Caterham Valley by-election, 16 October 2025
| Party |  | Candidate | Votes | % | ±% |
|---|---|---|---|---|---|
|  | Liberal Democrats | Tony Pearce | 1,182 | 48.1 | +0.6 |
|  | Reform | Jacqueline Thomson | 601 | 24.5 | N/A |
|  | Conservative | Richard Mark | 320 | 13.0 | −23.5 |
|  | Green | Leo Domingues | 135 | 5.5 | N/A |
|  | Caterham Residents | Peter Roberts | 131 | 5.3 | N/A |
|  | Labour | Jon Wheale | 89 | 3.6 | −6.9 |
| Majority |  |  | 581 | 23.6 | +12.7 |
| Rejected ballots |  |  | 5 |  |  |
| Turnout |  |  | 2,463 | 25.1 |  |
| Registered electors |  |  | 9,803 |  |  |
|  | Liberal Democrats hold |  |  |  |  |

The by-election followed the resignation of Liberal Democrat councillor Jeffrey Gray.

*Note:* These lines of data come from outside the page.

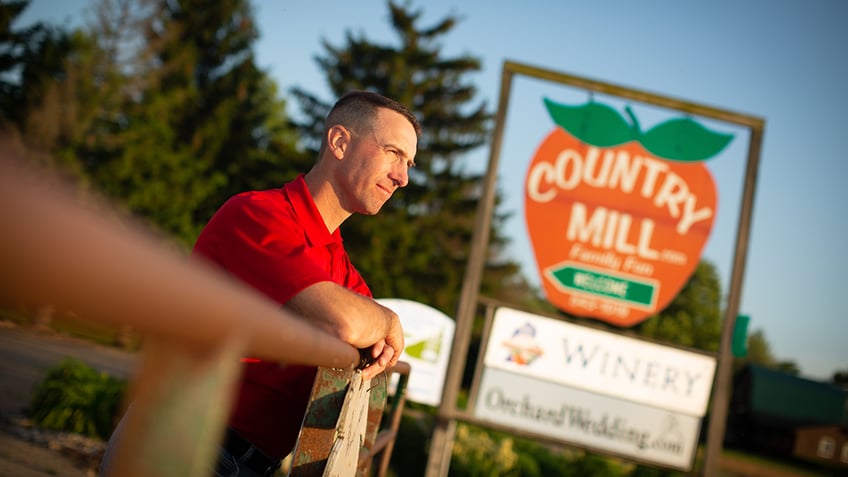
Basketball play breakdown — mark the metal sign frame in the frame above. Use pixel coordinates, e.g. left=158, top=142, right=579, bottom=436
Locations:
left=425, top=60, right=765, bottom=477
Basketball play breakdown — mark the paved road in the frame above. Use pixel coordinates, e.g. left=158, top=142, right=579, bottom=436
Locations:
left=0, top=321, right=138, bottom=413
left=0, top=320, right=138, bottom=477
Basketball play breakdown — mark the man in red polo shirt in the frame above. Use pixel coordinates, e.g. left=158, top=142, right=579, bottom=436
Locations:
left=194, top=91, right=421, bottom=477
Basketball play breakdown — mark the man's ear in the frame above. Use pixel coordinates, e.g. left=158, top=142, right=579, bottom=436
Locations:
left=327, top=125, right=351, bottom=159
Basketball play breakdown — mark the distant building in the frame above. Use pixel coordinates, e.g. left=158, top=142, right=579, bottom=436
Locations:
left=725, top=365, right=848, bottom=468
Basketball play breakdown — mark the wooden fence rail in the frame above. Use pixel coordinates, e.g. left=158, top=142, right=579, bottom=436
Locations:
left=0, top=137, right=410, bottom=477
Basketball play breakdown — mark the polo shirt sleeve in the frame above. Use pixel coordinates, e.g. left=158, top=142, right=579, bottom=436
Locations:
left=194, top=192, right=331, bottom=304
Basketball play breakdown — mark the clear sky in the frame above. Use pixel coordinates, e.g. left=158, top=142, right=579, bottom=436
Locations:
left=19, top=0, right=848, bottom=379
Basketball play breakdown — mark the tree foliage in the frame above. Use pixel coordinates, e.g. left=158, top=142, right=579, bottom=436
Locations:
left=634, top=260, right=721, bottom=351
left=293, top=1, right=523, bottom=315
left=4, top=0, right=301, bottom=246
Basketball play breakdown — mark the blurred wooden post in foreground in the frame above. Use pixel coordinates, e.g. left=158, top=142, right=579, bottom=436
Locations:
left=0, top=137, right=366, bottom=477
left=289, top=361, right=410, bottom=477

===Guildford South East===

Guildford South East by-election, 16 October 2025
| Party |  | Candidate | Votes | % | ±% |
|---|---|---|---|---|---|
|  | Liberal Democrats | Catherine Houston | 1,426 | 41.3 | +18.0 |
|  | Conservative | Alex Fiuza | 788 | 22.8 | −8.1 |
|  | R4GV | John Redpath | 565 | 16.3 | −21.4 |
|  | Reform | Dale Layman | 416 | 12.0 | N/A |
|  | Green | Claire Whitehouse | 172 | 5.0 | N/A |
|  | Labour | Richard Eggleton | 89 | 2.6 | −5.6 |
| Majority |  |  | 638 | 18.5 |  |
| Rejected ballots |  |  | 10 |  |  |
| Turnout |  |  | 3,465 | 32.9 |  |
| Registered electors |  |  | 10,544 |  |  |
|  | Liberal Democrats gain from R4GV |  | Swing | +19.7 |  |

The by-election followed the resignation of Residents for Guildford and Villages councillor Fiona Davidson for personal reasons.

===Warlingham===

Warlingham by-election, 7 May 2026
| Party |  | Candidate | Votes | % | ±% |
|---|---|---|---|---|---|
|  | Reform | Jacquie Thomson | 1,597 | 31.8 | N/A |
|  | Conservative | Robin Kenneth Bloore | 1,446 | 28.8 | −29.2 |
|  | Liberal Democrats | Perry Chotai | 1,178 | 23.4 | −4.6 |
|  | Green | Sarah Jane Stewart | 329 | 6.5 | N/A |
|  | Independent | Martin Arthur Haley | 308 | 6.1 | N/A |
|  | Labour | Andrew Gerald Waters | 171 | 3.4 | −1.6 |
| Majority |  |  | 151 | 3.0 |  |
| Turnout |  |  | 5,070 | 49.0 |  |
| Rejected ballots |  |  | 41 |  |  |
| Registered electors |  |  | 10,344 |  |  |
|  | Reform gain from Conservative |  | Swing |  |  |

The by-election followed the resignation of Conservative councillor Becky Rush.

===Haslemere===

Haslemere by-election: 7 July 2026
| Party |  | Candidate | Votes | % | ±% |
|---|---|---|---|---|---|
|  | Liberal Democrats | Terry Weldon | 1,181 | 47.5 | −2.5 |
|  | Conservative | Toby Byfield | 797 | 32.0 | −11.0 |
|  | Green | Thomas Oliver Shrive | 280 | 11.3 | N/A |
|  | Reform | Barb Witt | 230 | 9.2 | N/A |
| Majority |  |  | 384 | 15.4 |  |
| Rejected ballots |  |  | 3 | 0.1 |  |
| Turnout |  |  | 2,488 | 24.9 |  |
| Registered electors |  |  | 9,978 |  |  |
|  | Liberal Democrats hold |  | Swing | +4.3 |  |

The by-election was triggered by the death of Liberal Democrat councillor John Robini.